Museum displays thrifted objects to examine prejudice
WENATCHEE — Consider the flesh-colored crayons in an exhibit at the Wenatchee Valley Museum and Cultural Center (WVMCC): from 1903 the pinkish brown is the only flesh tint, which was renamed "pink beige" in 1949 and then renamed "peach." It wasn't until 1992 that Crayola launched the first multicultural colors to represent a wider range of skin colors. And what of the burnt sienna color called Indian Red? Could something so seemingly innocuous be reinforcing prejudice?
Showing through March, the current "Sorting Out Race" exhibit came to the WVMCC from the Kauffman Museum at Bethel College in Kansas. The items were not curated from a traditional museum collection, but rather picked up from thrift stores along the way.
WVMCC Curator of Exhibits Kasey Koski said it is "a really wonderful, approachable concept for an exhibit on race" because no one is put in possession of things or put on the spot. She said, "There's a lot of examples of seemingly really innocent things that maybe we could stop this flow of caricatures and such if we considered sorting these things out."
Two examples from the exhibit are mariachi players printed on a tablecloth and harvest decorations showing Native Americans. Koski said, "If that's not from your culture, would you buy it? And if it is from your culture, would you find it offensive?"
A display of marketing materials might also perpetuate racist stereotypes, such as those from: Quaker oatmeal, Land O'Lakes butter, Chiquita bananas, Uncle Ben's rice, Red Man chewing tobacco, Lucky Charms and Aunt Jemima syrup.
Koski said of the museum's recent Martin Luther King Jr. Multicultural Festival, "I had some really positive feedback that day from people saying, 'This is a really new thing to see in Wenatchee, this is something we don't get exposure to very often.'"
She said the museum's primary guests are visitors coming in with the idea of cultural acceptance and learning new things about culture.
The "Sorting Out Race" exhibit continues upstairs at the museum in a section that has a couple different activities. One is to design a new logo for sports teams, and another to draw a new flag for your own home state to examine the symbolism in state crests, seals or flags.
Koski said the example of the Kansas state flag has "Native Americans really pushed back into the rolling hills. They've got pioneers in the midground, and a farmer in the foreground ... how would you feel about this representing your state?"
While issues of appropriation and cultural sensitivity are considered more now than in generations past, it remains relevant to the market of Halloween costumes, as just one example of an industry that can still promote stereotypes.

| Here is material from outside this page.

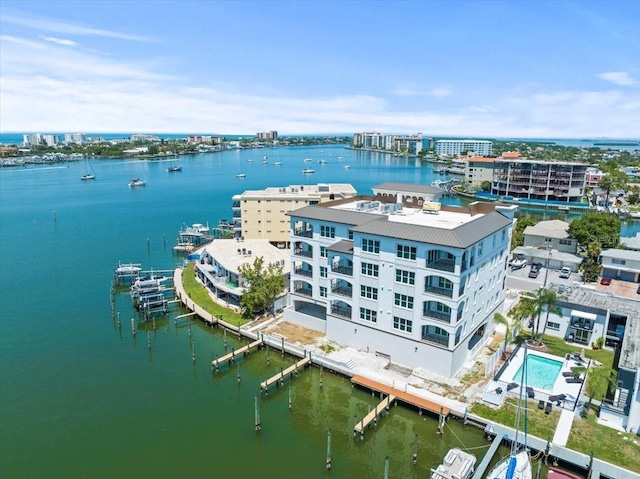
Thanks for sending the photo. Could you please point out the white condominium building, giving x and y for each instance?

"In the context of recognizing that there have been challenging racial relations here in our community," said Koski, the museum holds but is sensitive to not display materials that show extreme cases of racism, such as a Japanese internment poster, photos of people in black face and photos of Klu Klux Klan members in Apple Blossom parades.

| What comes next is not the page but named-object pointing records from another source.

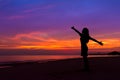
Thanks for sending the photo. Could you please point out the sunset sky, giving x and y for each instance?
(45, 24)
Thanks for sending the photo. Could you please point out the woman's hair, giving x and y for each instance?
(85, 31)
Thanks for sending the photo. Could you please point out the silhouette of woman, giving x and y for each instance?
(84, 49)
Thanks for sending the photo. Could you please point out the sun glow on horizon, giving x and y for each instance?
(44, 41)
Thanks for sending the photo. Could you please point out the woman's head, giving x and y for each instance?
(85, 31)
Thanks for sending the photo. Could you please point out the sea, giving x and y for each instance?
(7, 59)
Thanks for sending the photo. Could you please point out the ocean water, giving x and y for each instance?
(13, 59)
(23, 58)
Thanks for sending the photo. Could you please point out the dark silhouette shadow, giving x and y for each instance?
(85, 37)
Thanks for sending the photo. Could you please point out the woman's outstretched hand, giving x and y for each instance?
(100, 43)
(72, 27)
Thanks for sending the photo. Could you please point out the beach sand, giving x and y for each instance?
(107, 68)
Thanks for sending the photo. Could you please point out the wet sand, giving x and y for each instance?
(107, 68)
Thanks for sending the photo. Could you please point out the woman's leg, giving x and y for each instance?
(86, 63)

The museum once did a themed exhibit on the 102-year-old, 14-foot Skookum sign of a winking Native American, which was removed in 2022.
Koski acknowledges a public comment that the sign should be installed on the roof of the museum. Considering the additional engineering to support a sign on top of the building, she said it might only happen in the future "with full support of the community, Bluebird Inc. that owns the sign, and probably the tribes, too."
The exhibit of thrift store objects, itself, asks questions, implicitly and explicitly. At the end, it asks, "What is treasure and what is trash?"
The next exhibits moving into the museum are treasures of art made by local youth. The Regional High School Art Show is one of the museum staff's favorites, said Koski, "to see what's on the mind of our teenagers, what's going on in their brains, what are they struggling with — you always see some trends."
Judges evaluate categories of drawing, painting, photography, three-dimensional work and digital art, and the winners go on to compete at a state level.
Younger artists, fifth-grade students, get to create for the Beauty of Bronze program, which was started by the Art on the Avenues group. They are trained in the lost art of a wax casting process to create small bronze sculptures.
The kid's hands-on activity area, Coyote's Corner, is being painted with a mural around all four walls by Lindsay Briedenthal since the first week of January and will be finished at the end of February. The upper portion of the room has kept the mural by Jan Cook Mack. The design company working on the remodel selected Briedenthal's proposal based on the request for some variety of animals, orchards and cityscapes that represent the region in colors of sky blue, brown and purple.